Scott, who revealed he is attempting to invent a new putting method, used an oversized short putter for the first nine holes of his pro-am round in blustery conditions at The Lakes in Sydney on Wednesday before reverting back to his trusty broomstick.
The world No.7 missed two putts of approximately one-and-a-half metres on his first two holes of the morning and made nothing more than a tap-in on the front nine.
Things didn't improve after the broomstick was delivered to the 10th green by swing coach Brad Malone, with the Queenslander failing to make a single long putt on the way home.
Scott's frustrations on the greens filtered into his long game on the par-5 11th when he sprayed his tee shot into the water and found the water twice more on the same hole.
Asked which putter will get the nod in the first round, a coy Scott said: "I don't know, I'll see, I'll probably putt with the long putter.
"The other one I'm messing around with, it was my first go and it's just not quite what I wanted to do.
"It's not quite set up right for me so I might have another go at that another time if I feel the need to."
Scott's new toy is approximately one metre in length, similar to a belly putter, but crucially does not touch his body during the stroke.
The 32-year-old employed a similar technique with the shorter putter to the one he uses with his broomstick on Wednesday.

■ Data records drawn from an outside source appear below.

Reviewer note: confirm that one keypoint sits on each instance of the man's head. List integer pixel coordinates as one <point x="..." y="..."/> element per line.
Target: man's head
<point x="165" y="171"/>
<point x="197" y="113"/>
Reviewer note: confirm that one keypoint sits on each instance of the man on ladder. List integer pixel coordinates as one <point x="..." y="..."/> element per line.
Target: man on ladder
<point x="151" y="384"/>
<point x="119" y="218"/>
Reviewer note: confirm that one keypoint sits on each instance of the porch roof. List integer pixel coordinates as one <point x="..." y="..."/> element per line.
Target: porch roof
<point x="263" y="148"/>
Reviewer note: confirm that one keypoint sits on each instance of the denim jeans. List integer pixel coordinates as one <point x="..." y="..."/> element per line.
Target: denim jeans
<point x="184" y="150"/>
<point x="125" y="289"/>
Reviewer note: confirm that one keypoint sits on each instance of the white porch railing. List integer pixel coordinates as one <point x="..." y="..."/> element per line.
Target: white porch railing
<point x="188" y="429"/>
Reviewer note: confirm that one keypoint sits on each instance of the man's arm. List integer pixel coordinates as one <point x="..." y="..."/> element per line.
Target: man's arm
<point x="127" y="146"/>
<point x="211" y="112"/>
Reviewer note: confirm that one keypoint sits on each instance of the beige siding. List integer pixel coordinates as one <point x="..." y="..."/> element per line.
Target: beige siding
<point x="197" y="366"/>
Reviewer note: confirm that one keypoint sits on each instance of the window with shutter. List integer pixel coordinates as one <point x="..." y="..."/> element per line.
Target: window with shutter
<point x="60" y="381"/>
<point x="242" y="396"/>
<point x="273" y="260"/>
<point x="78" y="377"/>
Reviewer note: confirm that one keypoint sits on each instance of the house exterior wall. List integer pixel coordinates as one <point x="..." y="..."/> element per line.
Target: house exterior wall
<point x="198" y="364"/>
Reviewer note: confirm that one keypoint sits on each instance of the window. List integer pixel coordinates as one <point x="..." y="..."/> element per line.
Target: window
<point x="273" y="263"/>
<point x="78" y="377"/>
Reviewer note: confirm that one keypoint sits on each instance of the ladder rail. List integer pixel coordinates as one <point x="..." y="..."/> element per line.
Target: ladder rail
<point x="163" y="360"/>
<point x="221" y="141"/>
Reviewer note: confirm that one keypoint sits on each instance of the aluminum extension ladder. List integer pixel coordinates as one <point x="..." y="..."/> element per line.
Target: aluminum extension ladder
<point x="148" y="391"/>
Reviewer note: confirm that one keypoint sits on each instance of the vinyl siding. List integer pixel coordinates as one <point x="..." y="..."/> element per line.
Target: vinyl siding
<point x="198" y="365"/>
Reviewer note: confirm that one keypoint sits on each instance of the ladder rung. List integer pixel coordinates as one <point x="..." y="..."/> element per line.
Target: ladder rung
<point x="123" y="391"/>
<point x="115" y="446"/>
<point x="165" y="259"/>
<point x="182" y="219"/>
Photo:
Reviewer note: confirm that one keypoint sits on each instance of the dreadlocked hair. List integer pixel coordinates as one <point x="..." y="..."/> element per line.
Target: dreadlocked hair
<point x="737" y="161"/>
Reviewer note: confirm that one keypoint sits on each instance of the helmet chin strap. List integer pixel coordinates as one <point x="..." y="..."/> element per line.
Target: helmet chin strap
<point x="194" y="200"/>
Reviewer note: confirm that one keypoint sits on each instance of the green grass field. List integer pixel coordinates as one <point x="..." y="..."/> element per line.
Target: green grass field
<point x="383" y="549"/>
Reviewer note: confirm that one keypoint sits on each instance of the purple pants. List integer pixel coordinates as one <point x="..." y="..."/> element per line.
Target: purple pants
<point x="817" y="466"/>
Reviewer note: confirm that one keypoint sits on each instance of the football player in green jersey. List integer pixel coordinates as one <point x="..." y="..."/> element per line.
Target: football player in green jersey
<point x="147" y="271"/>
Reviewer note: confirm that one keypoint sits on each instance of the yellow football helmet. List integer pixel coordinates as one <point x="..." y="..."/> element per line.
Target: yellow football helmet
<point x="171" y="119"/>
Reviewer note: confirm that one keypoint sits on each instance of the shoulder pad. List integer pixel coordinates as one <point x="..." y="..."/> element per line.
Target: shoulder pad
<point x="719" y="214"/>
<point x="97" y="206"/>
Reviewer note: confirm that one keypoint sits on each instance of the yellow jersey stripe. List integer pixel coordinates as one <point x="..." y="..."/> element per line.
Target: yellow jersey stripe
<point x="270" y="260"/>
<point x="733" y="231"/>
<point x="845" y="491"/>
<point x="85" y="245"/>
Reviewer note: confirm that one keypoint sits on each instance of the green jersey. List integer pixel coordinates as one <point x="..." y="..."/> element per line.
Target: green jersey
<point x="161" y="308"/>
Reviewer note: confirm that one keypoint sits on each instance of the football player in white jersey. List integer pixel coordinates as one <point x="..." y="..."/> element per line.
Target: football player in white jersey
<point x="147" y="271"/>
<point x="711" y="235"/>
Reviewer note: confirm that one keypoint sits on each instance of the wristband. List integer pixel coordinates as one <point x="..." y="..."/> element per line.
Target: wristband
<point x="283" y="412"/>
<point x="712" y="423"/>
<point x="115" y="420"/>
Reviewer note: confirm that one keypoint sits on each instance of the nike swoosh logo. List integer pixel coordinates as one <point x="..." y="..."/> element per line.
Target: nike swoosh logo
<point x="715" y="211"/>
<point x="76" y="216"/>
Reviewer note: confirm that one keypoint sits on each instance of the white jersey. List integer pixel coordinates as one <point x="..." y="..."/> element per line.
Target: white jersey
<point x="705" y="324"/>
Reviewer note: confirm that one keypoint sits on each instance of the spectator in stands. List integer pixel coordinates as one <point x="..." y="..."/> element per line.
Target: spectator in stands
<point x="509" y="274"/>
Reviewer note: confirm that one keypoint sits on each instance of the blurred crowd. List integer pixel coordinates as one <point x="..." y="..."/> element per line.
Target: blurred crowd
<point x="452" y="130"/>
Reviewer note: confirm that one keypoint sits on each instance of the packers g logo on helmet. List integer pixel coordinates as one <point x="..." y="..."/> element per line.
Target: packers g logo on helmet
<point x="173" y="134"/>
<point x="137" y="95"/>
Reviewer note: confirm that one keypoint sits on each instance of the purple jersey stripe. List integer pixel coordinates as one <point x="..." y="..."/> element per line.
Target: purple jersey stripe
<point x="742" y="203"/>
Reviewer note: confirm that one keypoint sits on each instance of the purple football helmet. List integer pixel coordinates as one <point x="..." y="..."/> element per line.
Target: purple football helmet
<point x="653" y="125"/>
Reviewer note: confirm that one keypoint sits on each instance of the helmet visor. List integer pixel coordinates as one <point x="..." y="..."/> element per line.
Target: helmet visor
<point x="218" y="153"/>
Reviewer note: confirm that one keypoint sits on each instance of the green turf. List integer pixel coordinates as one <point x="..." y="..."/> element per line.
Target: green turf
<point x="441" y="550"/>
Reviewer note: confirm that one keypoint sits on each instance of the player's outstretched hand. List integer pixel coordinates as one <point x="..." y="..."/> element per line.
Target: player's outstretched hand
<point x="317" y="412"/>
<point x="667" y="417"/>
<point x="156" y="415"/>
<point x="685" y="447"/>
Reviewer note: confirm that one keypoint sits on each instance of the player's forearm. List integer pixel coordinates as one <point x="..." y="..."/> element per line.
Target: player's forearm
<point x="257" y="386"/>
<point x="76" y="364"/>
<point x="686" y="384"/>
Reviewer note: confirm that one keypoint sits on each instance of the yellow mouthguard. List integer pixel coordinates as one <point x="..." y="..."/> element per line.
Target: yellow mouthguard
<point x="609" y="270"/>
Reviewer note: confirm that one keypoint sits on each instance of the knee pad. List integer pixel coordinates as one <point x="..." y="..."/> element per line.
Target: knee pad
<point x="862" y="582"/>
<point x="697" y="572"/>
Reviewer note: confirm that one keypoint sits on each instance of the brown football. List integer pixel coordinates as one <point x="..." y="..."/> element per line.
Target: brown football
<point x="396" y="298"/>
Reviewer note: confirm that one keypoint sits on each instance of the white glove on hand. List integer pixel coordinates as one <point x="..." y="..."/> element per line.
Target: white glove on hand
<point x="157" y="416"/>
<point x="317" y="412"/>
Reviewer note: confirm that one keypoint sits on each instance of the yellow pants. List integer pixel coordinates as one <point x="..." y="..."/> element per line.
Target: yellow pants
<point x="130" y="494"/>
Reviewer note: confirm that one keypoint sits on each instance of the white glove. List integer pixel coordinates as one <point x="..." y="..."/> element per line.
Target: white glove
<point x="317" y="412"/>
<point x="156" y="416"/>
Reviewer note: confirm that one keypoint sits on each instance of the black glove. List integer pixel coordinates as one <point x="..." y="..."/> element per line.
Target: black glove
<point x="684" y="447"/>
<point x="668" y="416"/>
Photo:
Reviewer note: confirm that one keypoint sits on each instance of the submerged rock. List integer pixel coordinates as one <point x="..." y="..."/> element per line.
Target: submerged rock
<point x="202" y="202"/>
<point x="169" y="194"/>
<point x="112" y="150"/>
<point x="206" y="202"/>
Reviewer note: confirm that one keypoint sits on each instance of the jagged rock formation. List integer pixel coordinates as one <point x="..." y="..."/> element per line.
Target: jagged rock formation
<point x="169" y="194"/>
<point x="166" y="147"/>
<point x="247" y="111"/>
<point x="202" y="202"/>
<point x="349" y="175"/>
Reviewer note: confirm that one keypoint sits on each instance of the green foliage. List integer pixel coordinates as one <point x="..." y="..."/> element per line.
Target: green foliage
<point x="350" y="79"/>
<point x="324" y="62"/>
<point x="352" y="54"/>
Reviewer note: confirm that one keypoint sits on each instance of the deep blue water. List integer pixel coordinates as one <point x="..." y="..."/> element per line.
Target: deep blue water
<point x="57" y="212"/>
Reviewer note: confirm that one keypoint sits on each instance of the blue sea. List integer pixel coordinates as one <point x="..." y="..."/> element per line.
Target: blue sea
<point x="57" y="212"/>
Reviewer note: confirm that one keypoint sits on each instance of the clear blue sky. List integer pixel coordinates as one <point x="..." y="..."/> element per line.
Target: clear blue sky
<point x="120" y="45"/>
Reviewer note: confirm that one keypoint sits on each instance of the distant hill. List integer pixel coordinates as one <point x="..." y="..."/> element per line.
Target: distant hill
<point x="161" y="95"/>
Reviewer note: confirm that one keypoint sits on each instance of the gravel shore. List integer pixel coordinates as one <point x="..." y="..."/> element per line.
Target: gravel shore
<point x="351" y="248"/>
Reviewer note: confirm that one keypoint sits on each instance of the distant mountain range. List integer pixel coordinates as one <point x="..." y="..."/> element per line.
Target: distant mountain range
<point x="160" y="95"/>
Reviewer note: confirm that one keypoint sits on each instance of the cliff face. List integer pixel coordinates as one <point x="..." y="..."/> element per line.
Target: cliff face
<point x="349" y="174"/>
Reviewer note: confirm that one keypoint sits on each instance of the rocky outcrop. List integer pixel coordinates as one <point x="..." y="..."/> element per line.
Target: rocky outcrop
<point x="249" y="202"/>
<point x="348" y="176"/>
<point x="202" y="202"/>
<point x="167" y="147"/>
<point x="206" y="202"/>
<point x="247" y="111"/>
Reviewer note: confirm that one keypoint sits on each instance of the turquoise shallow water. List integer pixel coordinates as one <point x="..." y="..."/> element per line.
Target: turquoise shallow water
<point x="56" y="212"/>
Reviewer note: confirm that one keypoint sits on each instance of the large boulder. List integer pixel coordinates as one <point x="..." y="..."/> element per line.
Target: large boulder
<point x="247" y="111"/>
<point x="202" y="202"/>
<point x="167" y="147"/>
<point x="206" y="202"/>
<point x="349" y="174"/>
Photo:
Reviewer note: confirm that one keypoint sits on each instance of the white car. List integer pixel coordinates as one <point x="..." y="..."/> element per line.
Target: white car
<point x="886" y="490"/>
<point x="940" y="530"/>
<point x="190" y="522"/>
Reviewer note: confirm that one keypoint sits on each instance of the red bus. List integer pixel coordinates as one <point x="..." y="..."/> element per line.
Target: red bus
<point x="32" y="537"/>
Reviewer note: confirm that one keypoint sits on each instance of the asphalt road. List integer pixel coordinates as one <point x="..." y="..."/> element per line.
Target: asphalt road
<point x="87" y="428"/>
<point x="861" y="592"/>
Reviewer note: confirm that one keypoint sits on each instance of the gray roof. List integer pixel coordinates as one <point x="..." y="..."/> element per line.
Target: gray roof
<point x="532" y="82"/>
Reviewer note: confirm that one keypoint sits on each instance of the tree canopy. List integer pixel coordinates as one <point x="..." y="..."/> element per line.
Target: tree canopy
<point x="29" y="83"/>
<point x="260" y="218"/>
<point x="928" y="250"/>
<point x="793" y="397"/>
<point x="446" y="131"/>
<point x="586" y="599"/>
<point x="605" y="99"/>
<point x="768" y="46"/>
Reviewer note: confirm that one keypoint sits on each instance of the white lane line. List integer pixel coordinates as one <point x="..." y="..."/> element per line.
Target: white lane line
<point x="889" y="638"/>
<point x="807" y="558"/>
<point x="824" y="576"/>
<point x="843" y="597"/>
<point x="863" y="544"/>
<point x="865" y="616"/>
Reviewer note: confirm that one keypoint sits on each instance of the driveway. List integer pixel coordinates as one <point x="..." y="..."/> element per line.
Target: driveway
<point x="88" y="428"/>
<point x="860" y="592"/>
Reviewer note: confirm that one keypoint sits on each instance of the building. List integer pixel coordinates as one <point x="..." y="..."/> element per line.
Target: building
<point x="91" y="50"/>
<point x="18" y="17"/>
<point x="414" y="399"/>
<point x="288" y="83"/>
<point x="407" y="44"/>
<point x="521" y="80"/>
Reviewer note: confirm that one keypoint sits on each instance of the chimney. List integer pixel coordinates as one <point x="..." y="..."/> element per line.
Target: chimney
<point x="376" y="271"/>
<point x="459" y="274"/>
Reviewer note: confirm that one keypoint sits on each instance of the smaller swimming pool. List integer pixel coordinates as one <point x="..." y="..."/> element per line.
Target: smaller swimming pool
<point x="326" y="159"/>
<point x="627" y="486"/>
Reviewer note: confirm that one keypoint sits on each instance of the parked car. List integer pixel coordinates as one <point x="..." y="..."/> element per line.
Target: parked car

He insists the recent decision to consider banning anchored putters from 2016 did not influence his decision to experiment with a shorter putter, saying he will probably persist with the broomstick next season.
"Unless I invent a better way to putt for myself, then I'll stick with the broomstick," he said.
"I'm just playing around with a few different ideas but I certainly like a lot of the philosophies of putting with the broomstick."
Scott added that he could still conceivably use the same long putter he has now after 2016 by making a minor adjustment to his technique and called on the game's rule makers to be consistent.
"It's simple, I can just move it slightly off my chest and use the same putter, but I think there are better ways than that," he said.
"We're all searching for the best possible way and I think there's still better ways for me to go about it."
Meanwhile, Scott is hoping to recapture the form the saw him claim the Australian Masters crown last month.
"I've had a couple of fairly quiet weeks since the Masters and it's tough to say but hopefully I haven't lost too much of that form that I had down there because that was certainly enjoyable playing like that," he said.
"It's going to be a challenge this week, it looks like it's going to be good weather but windy, and that's what makes this course a challenge is the wind."